Question

Diameter of the base of a water-filled inverted right circular cone is $26$ cm. A cylindrical pipe, $5$ mm in radius, is attached to the surface of the cone at a point. The perpendicular distance between the point and the base (the top) is $15$ cm. The distance from the edge of the base to the point is $17$ cm, along the surface. If water flows at the rate of $10$ meters per minute through the pipe, how much time would elapse before water stops coming out of the pipe?

• A. $<4.5$ minutes
• B. $\ge 4.5$ minutes but $<4.8$ minutes
• C. $\ge 4.8$ minutes but $<5$ minutes
• D. $\ge 5$ minutes but $<5.2$ minutes
• E. $\ge 5.2$ minutes

Hint:

For draining from a side hole, the level drops to the hole’s height.

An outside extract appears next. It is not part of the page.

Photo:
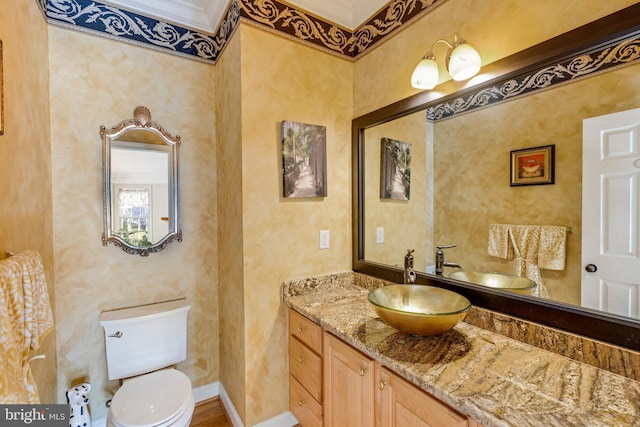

In similar solids Cones), volume scales with the cube of linear dimensions, so a quick ratio gives the drained volume before using the flow rate.

Answer 1

The Correct Option is D

Step 1: Find cone dimensions from the given point.
Let base radius $R=13$ cm Diameter $26$ cm), height $H$ cm, and slant height $L$ cm. The point on the surface is $17$ cm along the generator from the rim and is $15$ cm below the top plane, so \[ \frac{H}{L}=\frac{15}{17}⇒ L=\frac{17}{15}H. \] But $L^2=R^2+H^2$; hence \[ \left(\frac{17}{15}\right)^2=1+\frac{R^2}{H^2} ⇒ \frac{R}{H}=\frac{8}{15}⇒ H=\frac{15}{8} 13=\frac{195}{8}=24.375\ \text{cm}. \] Step 2: Volume that drains until the level reaches the hole.
Water stops when the level falls to the hole, i.e., the new water height is $H-15=9.375$ cm. Since cross-sections are similar, volume scales as (height)$^3$. If $V$ is the full cone volume, \[ V=\frac{1}{3}\pi R^2H,\qquad V_{\text{remain}}=V\left(\frac{H-15}{H}\right)^3 =V\left(\frac{5}{13}\right)^3. \] Thus drained volume \[ V_{\text{drain}}=V\left(1-\frac{125}{2197}\right). \] Numerically (in m$^3$): $R=0.13,\ H=0.24375$, \[ V=\frac{1}{3}\pi(0.13)^2(0.24375)\approx 0.0043138, V_{\text{drain}}\approx 0.0040684\ \text{m}^3. \] Step 3: Time from flow rate.
Pipe radius $r=5\text{ mm}=0.005$ m, speed $v=10$ m/min.
Volumetric flow $Q=v \pi r^2=10 \pi(0.005)^2\approx 7.85398\times 10^{-4}\ \text{m}^3/\text{min}$.
Time \[ t=\frac{V_{\text{drain}}}{Q} \approx \frac{0.0040684}{7.85398\times 10^{-4}} \approx 5.18\ \text{minutes}. \] \[ \boxed{t\approx 5.18\ \text{minutes}} \] which lies in $\,[5,\ 5.2)\,$ minutes.